Matt Edwards in his Volkswagen Polo GTI R5s.

Osian Pryce And Matt Edwards In A Final Head-To-Head Fight To Become British Rally Champion

By Paul Evans

Whilst the odds might not favour Elfyn Evans becoming world rally champion in Italy this weekend, over in Northern Ireland a Welshman is guaranteed to lift the British Rally Championship title on Saturday night as Osian Pryce and Matt Edwards go head-to-head in the season’s title decider.

Pryce arrives the Modern Tyres Ulster Rally final showdown with an eight-point lead and can only miss out on his first British title if Edwards doesn’t score maximum points.

Pryce (co-driven by Irishman Noel O’Sullivan) is the only driver to have finished on the podium in all six rallies this year, including winning last time out on the Visit Conwy Cambrian Rally and a maximum bonus BRC Joker points score on Mull.

But with only five scores from seven rounds counting towards the final points tally, the Machynlleth-born driver is in the unusual position of either having to win to guarantee the title or hope Edwards doesn’t win.

You’d think Edwards (co-driven by Abersoch-based Darren Garrod) would be feeling the pressure – but not so, as it’s a very straightforward win or nothing scenario for the Llandudno-born driver.

And if that wasn’t enough to spice up a cold and wintry Saturday afternoon in County Down both Pryce and Edwards drive identical Volkswagen Polo GTI R5s prepared and run by Melvyn Evans Motorsport – which is guaranteed to bring the BRC Teams’ trophy back to Wales too.

So, in one corner is the red and black Michelin-shod Volkswagen of Pryce and in the other is the Pirelli-shod Yuasa Rally Team Polo GTI R5 of Edwards.

Pryce is looking for his first British title, whilst for Edwards it will be a record-breaking third BRC crown in a row.

Osian Pryce and co-driver Noel O’Sullivan.

Let battle commence!

“Now that I’m feeling more comfortable driving the Polo GTI and I’m confident that we’ll be able to start the event with a good set up and balance, I’m really looking forward to the Ulster Rally more than any other event that we’ve gone to this year,” says Pryce.

“Winning last time out on the Cambrian was a great confidence boost.
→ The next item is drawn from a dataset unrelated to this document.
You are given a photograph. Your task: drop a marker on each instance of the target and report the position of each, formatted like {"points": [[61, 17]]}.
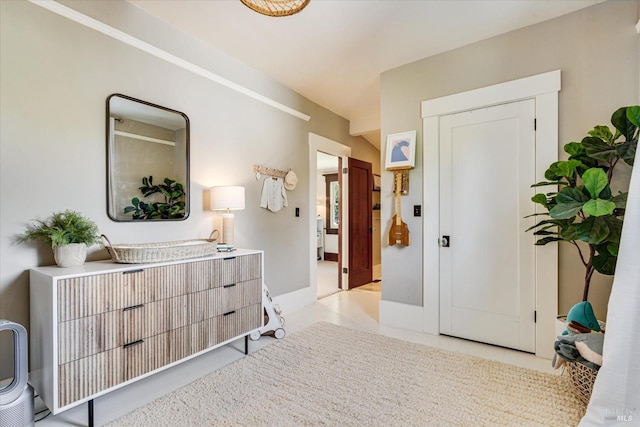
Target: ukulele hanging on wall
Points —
{"points": [[399, 233]]}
I’ll have to employ the same tactic again and try to make a good start on the Ulster because in recent years a large chuck of the time gained has been on the opening loop of stages.

“That’s not going to be easy as I’ve never rallied on those roads before, because the last time I did the Ulster Rally it was based in a completely different part of Northern Ireland.

“But I think we have shown on our last two outings that it doesn’t really matter if you’re rallying in a place that you’re familiar with like the Cambrian, or somewhere for the first time like on Mull.

“If you’re at one with the car and you can commit to the pace notes then you can get the job done.

“It’s nice to be going to the final round of the British Rally Championship in the lead. I’ve been in this position before and this time we’re determined to finish the job off and win the title!”

Edwards says: “It’s the most straightforward final round of the British Rally Championship that I’ve ever had, as I’ve got to go and win it,”.

Matt Edwards and co-driver Darren Garrod.

“There are no variables, no ifs and buts – it’s a case of maximum points or nothing.

“And I feel good about it too, because I go to the final round with a lot of confidence in the Polo. We proved in Mull that we have the speed and we know that we have the pace on asphalt to get the job done.

“I’ve also gone well in recent years in Ulster. There is a good mix of fast and technical stages and when we were there last time in 2019 we had a few stage wins against Craig Breen and finished second overall.

“There is nothing going against me at the moment. Everything feels aligned and I see no reason why we won’t be able to score maximum BRC points in Ulster and come home with the title.”

Saturday’s Ulster Rally is based in Newry and contains nine closed road asphalt stages (three stages ran three times) totalling 94 stage miles to the north of the town in County Down.

The event starts at 08.15 with the finish ceremony taking place at 17.30.